I know a little something about beating the odds and I know a little
something about anomalies. But, this is not about me - this is about the
red hot, young Chicago Bulls team that is forcefully making a name for
themselves right now in the post-Jordan era NBA. This is about how they
have the rare opportunity to do something really special. Something that
many analysts, writers and self-proclaimed experts are already saying
is out of their reach. This is that very same underdog, David and
Goliath story that resurfaces and presents itself from time to time just
to remind us that rules and records were made to be broken.
Disclaimer: I'm not going to sit here and write this article from the typical editorial styled standpoint, giving you a bunch of evidentiary support and citing statistics all over the place. I'm going to approach it from the philosophical, "big picture" perspective because that's the one we don't see and read often enough and that's the one I believe is important here.
The Chicago Bulls have been one of the hottest teams this season since even before the NBA All-Star break, but especially after it. Right now they have the 2nd best record in the NBA and don't appear to be slowing down anytime soon. In fact, they're speeding up, still learning and scarily getting visibly better - with each game it seems a new lesson learned. And, ironically, the general consensus amongst many NBA analysts and writers right now is that it is that visible learning, which is the very indicator that the Bulls are still too inexperienced to carry their momentum far into the 2011 NBA Playoffs. So I'm here to remind you that what's one teams supposed weakness is another teams inferred strength.

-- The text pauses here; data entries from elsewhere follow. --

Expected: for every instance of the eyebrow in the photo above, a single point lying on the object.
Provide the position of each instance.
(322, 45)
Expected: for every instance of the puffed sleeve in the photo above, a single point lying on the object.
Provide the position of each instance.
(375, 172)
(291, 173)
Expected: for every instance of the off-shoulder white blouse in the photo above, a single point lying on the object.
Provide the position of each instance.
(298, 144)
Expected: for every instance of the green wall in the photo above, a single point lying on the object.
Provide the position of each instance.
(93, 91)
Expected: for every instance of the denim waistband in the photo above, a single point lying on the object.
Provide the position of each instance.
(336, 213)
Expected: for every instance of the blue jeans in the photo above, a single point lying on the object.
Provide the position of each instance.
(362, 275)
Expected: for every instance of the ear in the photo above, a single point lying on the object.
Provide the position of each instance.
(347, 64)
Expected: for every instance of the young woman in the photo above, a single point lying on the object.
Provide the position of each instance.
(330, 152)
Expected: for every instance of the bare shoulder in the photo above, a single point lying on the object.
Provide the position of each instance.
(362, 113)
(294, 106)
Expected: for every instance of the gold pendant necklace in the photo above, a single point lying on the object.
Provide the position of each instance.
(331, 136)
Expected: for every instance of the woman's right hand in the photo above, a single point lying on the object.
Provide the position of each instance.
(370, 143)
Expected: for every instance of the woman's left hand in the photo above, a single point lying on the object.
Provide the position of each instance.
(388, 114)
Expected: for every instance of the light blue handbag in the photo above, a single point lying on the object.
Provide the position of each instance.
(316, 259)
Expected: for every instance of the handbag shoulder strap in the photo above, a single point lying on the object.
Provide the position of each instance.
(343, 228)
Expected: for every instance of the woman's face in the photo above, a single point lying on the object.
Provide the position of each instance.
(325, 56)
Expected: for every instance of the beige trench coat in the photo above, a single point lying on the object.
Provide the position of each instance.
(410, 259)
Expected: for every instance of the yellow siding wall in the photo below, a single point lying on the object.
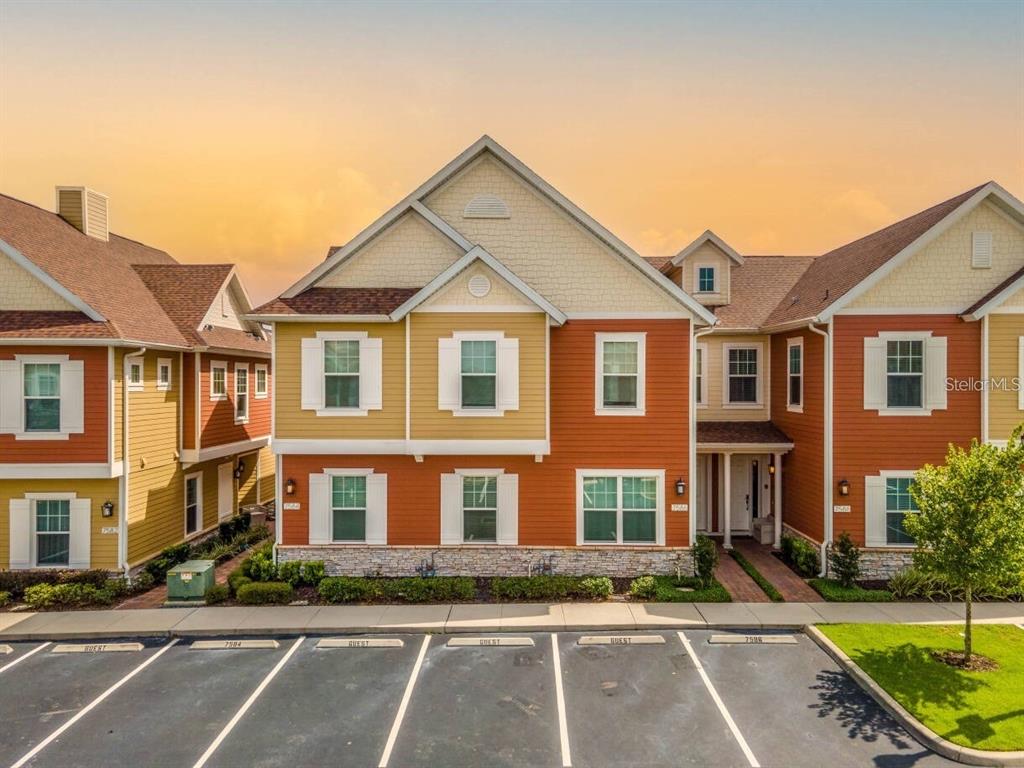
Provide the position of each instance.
(430, 423)
(292, 421)
(1004, 411)
(715, 410)
(103, 547)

If I were the Bulls right now, I'd revel in the naysayers doubt. I'd relish the fact that the most proclaimed weakness is also the most obvious and I'd keep doing what I'm doing - knowing that our weakness is also our strength. Sure, Boston has experience and they're hungry because they know this might be their last year. But, one can also argue that it is that very experience that is also their biggest weakness. Will they have enough gas in the tank? Are they deep enough to compete with the Bulls in a 7 game series? Can their hunger be as strong as it was during their Championship year? And most importantly - the one thing not one, single person has mentioned - IF the Bulls DO hold on to the #1 seed in the East, then it means that the 2nd seeded Boston Celtics would be on a head to head, collision course with the 3rd seeded Miami Heat, who'll surely be looking for redemption from the season in which many of those same analysts predicted they would dominate.

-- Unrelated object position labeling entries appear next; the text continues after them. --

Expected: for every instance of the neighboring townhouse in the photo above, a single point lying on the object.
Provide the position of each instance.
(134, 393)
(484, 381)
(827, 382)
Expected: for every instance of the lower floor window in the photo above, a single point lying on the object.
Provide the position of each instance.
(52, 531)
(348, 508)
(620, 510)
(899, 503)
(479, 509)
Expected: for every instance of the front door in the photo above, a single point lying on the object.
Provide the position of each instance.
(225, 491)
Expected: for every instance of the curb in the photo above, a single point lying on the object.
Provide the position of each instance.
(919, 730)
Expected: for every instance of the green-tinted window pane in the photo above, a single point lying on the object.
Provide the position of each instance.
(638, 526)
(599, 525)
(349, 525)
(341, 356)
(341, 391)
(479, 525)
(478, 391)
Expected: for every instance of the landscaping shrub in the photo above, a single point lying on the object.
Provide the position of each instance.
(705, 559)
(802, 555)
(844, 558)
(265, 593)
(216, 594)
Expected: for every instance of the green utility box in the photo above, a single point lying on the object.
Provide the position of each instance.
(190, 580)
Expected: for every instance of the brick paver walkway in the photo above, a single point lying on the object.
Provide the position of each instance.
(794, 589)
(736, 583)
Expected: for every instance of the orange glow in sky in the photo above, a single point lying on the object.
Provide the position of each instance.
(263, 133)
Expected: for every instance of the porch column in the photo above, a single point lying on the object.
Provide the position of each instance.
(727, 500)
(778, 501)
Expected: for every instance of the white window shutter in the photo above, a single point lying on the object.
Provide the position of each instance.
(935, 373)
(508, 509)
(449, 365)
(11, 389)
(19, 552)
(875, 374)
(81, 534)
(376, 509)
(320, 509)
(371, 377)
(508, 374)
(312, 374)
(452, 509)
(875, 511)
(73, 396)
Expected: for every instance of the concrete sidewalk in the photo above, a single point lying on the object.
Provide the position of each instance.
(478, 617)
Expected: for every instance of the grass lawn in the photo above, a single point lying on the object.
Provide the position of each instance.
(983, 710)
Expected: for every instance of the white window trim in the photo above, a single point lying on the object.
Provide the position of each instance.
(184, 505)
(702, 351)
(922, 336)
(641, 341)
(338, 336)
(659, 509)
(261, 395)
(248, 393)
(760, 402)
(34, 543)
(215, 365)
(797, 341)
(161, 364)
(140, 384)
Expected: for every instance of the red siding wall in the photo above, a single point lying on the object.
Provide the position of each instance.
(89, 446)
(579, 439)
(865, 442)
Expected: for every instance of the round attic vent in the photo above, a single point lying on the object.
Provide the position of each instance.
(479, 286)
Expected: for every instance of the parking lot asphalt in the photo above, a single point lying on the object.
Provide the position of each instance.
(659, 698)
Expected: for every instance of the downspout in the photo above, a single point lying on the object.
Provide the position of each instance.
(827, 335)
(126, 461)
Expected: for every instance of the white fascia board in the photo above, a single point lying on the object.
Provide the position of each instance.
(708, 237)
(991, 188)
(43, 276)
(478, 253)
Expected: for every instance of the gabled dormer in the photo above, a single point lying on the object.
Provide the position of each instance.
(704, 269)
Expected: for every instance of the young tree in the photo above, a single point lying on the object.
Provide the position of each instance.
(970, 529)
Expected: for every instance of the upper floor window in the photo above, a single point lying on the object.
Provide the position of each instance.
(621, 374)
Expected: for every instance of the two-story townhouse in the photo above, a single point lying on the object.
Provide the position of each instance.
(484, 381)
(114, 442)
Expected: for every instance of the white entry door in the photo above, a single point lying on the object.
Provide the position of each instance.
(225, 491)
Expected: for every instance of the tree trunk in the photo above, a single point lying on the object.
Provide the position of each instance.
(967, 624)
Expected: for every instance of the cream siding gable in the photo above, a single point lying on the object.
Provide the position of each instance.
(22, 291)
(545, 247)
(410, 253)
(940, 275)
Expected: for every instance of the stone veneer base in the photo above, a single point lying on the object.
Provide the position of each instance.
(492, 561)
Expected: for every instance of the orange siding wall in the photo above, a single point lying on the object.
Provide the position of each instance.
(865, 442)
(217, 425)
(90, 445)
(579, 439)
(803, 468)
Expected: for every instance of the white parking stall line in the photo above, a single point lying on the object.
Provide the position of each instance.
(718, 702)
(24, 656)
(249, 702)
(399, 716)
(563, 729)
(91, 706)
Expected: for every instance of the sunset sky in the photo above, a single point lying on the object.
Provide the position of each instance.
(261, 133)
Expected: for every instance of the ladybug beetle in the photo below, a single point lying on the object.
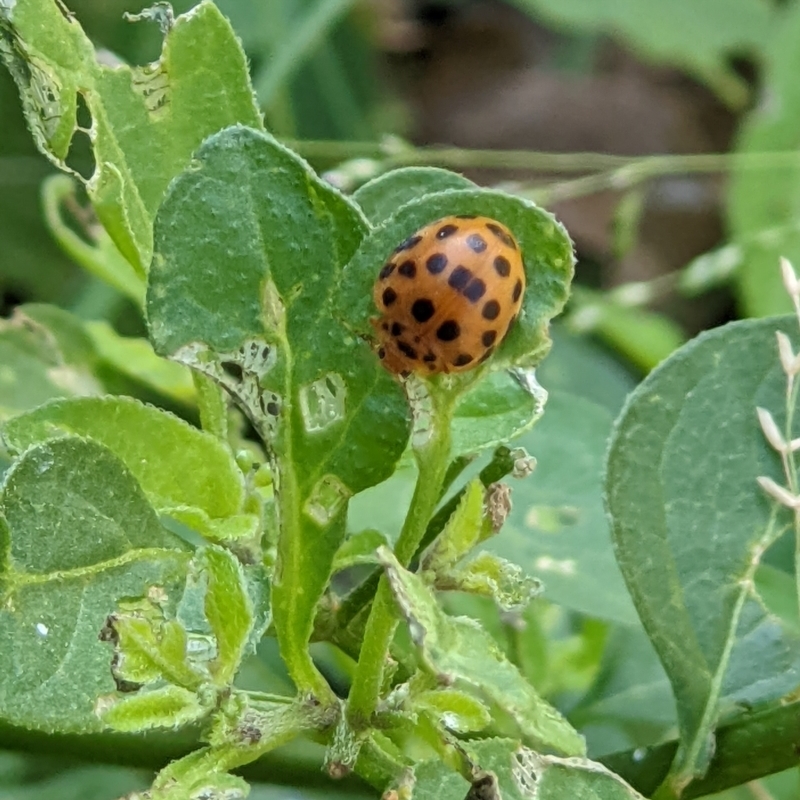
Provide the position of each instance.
(448, 295)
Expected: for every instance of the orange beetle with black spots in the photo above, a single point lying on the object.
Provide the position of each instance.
(448, 295)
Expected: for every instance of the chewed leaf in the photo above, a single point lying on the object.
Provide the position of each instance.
(146, 121)
(250, 246)
(505, 769)
(166, 707)
(76, 536)
(458, 650)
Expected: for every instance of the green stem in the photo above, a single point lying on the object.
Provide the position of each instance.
(432, 460)
(212, 406)
(400, 154)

I'm just saying - and here's food for thought - Boston and Miami would wage a war of epic proportions, because both teams know that to not even make it to the Eastern Conference Finals would pretty much be a complete fail. And in the aftermath of that epic battle is going to be a hungry Chicago Bulls team looking to do the improbable. A team that has already swept the Heat and beat a pre-Kendrick Perkins trade Boston Celtics in the most recent head to head match up. A team with a deeper bench than both, with younger legs than both, with a bigger, more talented, better front court than both and with a superstar hotter than your grandma's chili.
Need I remind people of the 2006-07 season where the Bulls missed the 2nd seed by one game to the New Jersey Nets? A game they were expected to win, which caused them to drop from the 2nd seed all the way down to the 5th seed due to the NBA rules that give conference leaders higher seeding in an effort to not allow conference rivals to face each other too early in the playoffs. This caused Chicago to have to face the hot Detroit Pistons in the 2nd round. The interesting thing about that post season matchup is that while on paper it appears as if the Detroit Pistons had their way with the Bulls...the series still went to 6 games (Chicago won games 4 and 5). And, I firmly contend that if you look back at the tape, the Pistons were clearly worn out enough by the Bulls by the end of that series that I believe it made them more vulnerable in their next series against the Cavs, who eventually defeated them to advance to the 2006-07 NBA Finals (only to get swept by the San Antonio Spurs).
Ya know, several years ago I had an office in the very same building as this other guy who people kept saying was too inexperienced also. On the surface we shared enough obvious commonalities that it caused us to chit-chat in the elevator on occasion - and one of the more common themes we always seemed to keep coming back to was beating the odds. I now have one of the top 1000, fastest growing internet companies on the planet...and depending on who you ask, he's not doing so bad either as the leader of the free world.
I guess what I'm saying is this - Lakers vs. Bulls in the 2010-11 NBA Finals - Bulls will have home court advantage and we'll see whether or not they're able to turn their inexperience into enough of a strength to make my prediction come true. See you at the house that Jordan built.